Sam goes to school five miles away. It’s a really good school, and he’s there because we think it’s the best school for him right now. It takes about an hour each way for him to travel there and back every day. That is not that unusual – kids at Sam’s school come from all over London, in every direction.

James, a carer or I take and collect Sam two days a week. We chose to do that, so we see his classroom and his classmates, and have chats with his teachers and assistants. The other days he gets a school bus, like almost every other child in the school since. We rarely bump into other parents at the school.

Years ago, we looked at Eli’s current school as a school for Sam. They were willing to consider it, but he would have been the only physically disabled child in the school and they had no track record of teaching a child like him. We decided it was better for Sam to go to school further away that had proven expertise in teaching children like Sam, in helping them to communicate and in maximising their potential.

We think this was the right decision for Sam, but it means we removed him from his local community. It is only through our efforts to engage him in local activities outside school (and my reliably local family) that he will have any sense of belonging in our little bit of south London. As I have written about before, life is all about human connections and this is more important, not less, for children with disability for whom interacting is challenging.

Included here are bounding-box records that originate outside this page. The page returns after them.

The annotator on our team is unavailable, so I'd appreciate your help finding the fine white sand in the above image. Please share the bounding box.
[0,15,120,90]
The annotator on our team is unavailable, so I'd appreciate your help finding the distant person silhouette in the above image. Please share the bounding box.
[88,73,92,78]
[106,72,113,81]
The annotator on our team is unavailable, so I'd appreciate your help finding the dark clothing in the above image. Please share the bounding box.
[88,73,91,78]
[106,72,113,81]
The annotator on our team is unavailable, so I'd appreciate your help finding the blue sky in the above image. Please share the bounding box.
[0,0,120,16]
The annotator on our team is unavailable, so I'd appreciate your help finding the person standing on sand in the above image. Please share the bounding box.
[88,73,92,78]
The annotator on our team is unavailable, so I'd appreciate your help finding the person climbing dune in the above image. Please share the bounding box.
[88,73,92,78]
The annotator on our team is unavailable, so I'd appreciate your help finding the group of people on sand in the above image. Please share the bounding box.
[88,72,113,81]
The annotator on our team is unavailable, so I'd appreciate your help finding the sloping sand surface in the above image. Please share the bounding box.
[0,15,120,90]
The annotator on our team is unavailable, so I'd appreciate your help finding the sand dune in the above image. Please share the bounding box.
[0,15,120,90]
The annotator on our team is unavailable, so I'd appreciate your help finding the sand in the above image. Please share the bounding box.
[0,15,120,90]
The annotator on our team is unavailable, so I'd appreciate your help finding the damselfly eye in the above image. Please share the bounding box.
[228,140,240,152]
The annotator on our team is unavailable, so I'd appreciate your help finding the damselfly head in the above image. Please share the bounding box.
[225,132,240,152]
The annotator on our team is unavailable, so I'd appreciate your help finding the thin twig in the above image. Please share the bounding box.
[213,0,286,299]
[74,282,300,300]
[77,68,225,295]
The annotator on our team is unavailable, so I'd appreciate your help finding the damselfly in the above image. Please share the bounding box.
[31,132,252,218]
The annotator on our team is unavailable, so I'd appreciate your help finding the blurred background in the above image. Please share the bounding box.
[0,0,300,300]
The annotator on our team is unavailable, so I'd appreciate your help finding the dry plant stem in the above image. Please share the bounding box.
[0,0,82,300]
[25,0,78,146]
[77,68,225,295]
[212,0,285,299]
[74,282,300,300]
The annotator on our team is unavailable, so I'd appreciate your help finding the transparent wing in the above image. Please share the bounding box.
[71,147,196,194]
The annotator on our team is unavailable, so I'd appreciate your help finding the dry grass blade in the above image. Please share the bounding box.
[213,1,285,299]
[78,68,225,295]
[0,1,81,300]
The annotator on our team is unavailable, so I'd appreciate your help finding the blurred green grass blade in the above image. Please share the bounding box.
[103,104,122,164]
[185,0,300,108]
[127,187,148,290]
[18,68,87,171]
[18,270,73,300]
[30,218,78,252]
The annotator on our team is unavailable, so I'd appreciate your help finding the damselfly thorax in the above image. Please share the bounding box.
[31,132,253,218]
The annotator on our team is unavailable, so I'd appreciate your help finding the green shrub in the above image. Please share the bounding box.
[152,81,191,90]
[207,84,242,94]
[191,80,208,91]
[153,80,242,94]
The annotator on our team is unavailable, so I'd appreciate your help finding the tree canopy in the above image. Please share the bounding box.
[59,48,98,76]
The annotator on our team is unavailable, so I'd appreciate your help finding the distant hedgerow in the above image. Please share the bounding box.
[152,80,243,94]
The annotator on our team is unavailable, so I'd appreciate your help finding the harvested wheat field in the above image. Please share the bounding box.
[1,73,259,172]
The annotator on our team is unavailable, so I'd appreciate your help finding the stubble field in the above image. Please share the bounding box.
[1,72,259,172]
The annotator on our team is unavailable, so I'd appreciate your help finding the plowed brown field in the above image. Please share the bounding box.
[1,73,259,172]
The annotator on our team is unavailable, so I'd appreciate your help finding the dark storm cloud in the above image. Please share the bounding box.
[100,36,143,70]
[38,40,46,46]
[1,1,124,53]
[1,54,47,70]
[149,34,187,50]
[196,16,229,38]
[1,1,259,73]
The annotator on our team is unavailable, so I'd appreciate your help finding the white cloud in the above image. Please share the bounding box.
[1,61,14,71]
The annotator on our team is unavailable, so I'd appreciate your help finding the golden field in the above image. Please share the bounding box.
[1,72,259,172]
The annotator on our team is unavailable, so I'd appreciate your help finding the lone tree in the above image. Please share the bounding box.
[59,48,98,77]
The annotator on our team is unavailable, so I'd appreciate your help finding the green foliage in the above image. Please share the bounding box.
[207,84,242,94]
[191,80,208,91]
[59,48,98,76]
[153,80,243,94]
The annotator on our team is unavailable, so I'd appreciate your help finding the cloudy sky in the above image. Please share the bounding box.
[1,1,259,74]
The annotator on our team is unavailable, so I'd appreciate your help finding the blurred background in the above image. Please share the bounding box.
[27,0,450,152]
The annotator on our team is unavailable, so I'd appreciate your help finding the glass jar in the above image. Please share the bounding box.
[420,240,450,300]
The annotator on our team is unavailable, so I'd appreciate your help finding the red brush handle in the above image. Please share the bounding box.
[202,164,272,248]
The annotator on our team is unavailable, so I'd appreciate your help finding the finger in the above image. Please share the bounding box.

In some ways this is where Eli comes in, as an unwitting but ever reliable social conduit. He invites his friends over, and then Sam is surrounded by boys playing with helicopters. Those boys, and their mums, dads, sisters and brothers,meet Sam and then recognise him in the street. They ask questions and get to know him. We take Sam to the Christmas Fair at Eli’s school, where he meets Eli’s teachers, other parents and kids, and really enjoys the Salvation Army brass band (obviously).

As ever, the path of inclusion never runs smooth, and Sam couldn’t meet Santa at the fair because the grotto was up two small flights of steps. But never mind – Eli told Santa he needed a present for his brother, who is disabled, and wasn’t there, and Santa handed it over. They both got books about the Lego movie so we are all now clear about exactly why Vitruvius (not that one) is so amazing.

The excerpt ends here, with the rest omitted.